Les nouveaux barèmes de la CST prévus par la réforme fiscale.

Particuliers : la main à la poche

La hausse la plus symbolique de cette réforme fiscale est certainement celle de la CST. L’augmentation de la CST sur toutes les tranches salariales au-delà de 150 000 Fcfp vient réparer une inéquité flagrante de cette Contribution sociale territoriale à laquelle échappaient jusque-là les plus hauts salaires, au-dessus de 2 millions de Fcfp par le biais du plafonnement. Cet avantage serait désormais caduc puisque la CST pourrait être assujettie selon la réforme envisagée par le gouvernement à un taux différentiel pour 11 tranches de salaires différentes (au lieu de 6) et pèserait jusqu’à 25% pour la tranche de salaire au-delà de 2,5 millions de Fcfp. Ce seul rééquilibrage de la CST pourrait rapporter plus de 2 milliards de Fcfp de recettes fiscales en plus pour le Pays. Selon des exemples cités par le vice-président Nuihau Laurey, le nouveau calcul de la CST pèsera de 500 Fcfp supplémentaires par mois un salarié avec 250 000 Fcfp de salaire et 3750 Fcfp par mois en plus un salarié disposant d’un revenu mensuel de 450 000 Fcfp.
En ce qui concerne la consommation des ménages, si les taux de la TVA ne bougent pas -de 5 à 16% selon les produits-, en revanche la TVA sur les prestations de service non exonérées passe de 10 à 14%. Mais c’est surtout l’augmentation de 10% de la taxe sur les alcools et le tabac (mais sur les parfums) qui va peser sur les ménages. Il s’agit là très précisément de financer la protection sociale généralisée. Le taux de la taxe de solidarité pour les personnes âgées et handicapées (Tisol) est également doublé de 2 à 4 Fcfp par litre de produit pétrolier «afin de soutenir l’effort contributif de tous au rétablissement du RSPF». La même taxe Tisol va toucher le gaz butane et le gaz propane à raison de 10 Fcfp par kilo de gaz.
Si les hausses de toutes ces taxes sont votées, elles devraient s’appliquer à partir du mois d’octobre prochain pour ce qui est de la CST et de la TVA annonçait le vice-président.
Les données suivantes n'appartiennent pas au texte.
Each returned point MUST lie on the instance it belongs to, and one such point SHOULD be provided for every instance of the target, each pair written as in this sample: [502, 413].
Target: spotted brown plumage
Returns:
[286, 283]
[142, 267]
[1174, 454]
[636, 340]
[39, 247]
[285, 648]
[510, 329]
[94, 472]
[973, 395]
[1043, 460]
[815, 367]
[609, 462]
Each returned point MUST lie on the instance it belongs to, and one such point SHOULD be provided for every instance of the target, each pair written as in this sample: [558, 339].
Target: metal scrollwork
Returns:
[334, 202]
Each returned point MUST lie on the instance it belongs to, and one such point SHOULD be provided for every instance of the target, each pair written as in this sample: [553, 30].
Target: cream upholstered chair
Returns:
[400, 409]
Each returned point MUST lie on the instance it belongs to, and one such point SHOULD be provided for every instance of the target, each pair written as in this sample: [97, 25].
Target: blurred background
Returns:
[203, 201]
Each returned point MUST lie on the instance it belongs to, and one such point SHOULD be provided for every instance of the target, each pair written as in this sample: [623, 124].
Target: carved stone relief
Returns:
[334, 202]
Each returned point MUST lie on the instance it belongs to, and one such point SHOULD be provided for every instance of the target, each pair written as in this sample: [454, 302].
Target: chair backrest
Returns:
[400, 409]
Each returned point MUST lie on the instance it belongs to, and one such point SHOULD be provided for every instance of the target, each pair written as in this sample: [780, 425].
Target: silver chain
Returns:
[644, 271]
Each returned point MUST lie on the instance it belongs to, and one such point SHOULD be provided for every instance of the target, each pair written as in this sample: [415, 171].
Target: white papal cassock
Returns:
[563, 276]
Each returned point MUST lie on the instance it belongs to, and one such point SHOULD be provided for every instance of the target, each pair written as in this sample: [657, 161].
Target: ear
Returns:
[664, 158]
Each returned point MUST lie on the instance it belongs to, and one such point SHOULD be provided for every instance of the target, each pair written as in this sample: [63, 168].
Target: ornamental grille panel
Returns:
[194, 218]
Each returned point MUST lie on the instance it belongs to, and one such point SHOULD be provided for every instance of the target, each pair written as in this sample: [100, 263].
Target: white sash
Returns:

Entreprises : des hausses et des baisses ciblées

Pour les entreprises la réforme fiscale choisie par le gouvernement Flosse tente de ménager la chèvre et le chou. La remise en œuvre de la taxe sur les grandes surfaces commerciales (au-delà de 800m2 de vente) va peser sur un secteur où la concurrence n’a pas eu que des effets positifs. Cette taxe créée en 2005 mais abandonnée en 2006 est reprise quasiment telle qu’elle existait, pesant à la fois sur la surface de vente mais aussi en fonction du chiffre d’affaires de la grande surface. Cette taxe pourrait rapporter 1 milliard de Fcfp de recettes au Pays.
La taxe sur le produit net bancaire et celle sur les activités d’assurance passe de 3 à 4%. La taxe vers les entreprises qui augmente le plus est celle sur la publicité : au lieu d’un taux unique de 5%, une taxe progressive dont le taux évolue en fonction du chiffre d’affaires.
Les entreprises qui ont réussi, en dépit de la crise économique, à dégager des bénéfices supérieurs à 50 millions de Fcfp seront soumises à la Contribution supplémentaire sur les bénéfices des sociétés (CSIS). Elle se limitera aux trois prochains exercices (2013, 2014 et 2015) et se calculera par application d’un taux de 7% aux bénéfices taxables.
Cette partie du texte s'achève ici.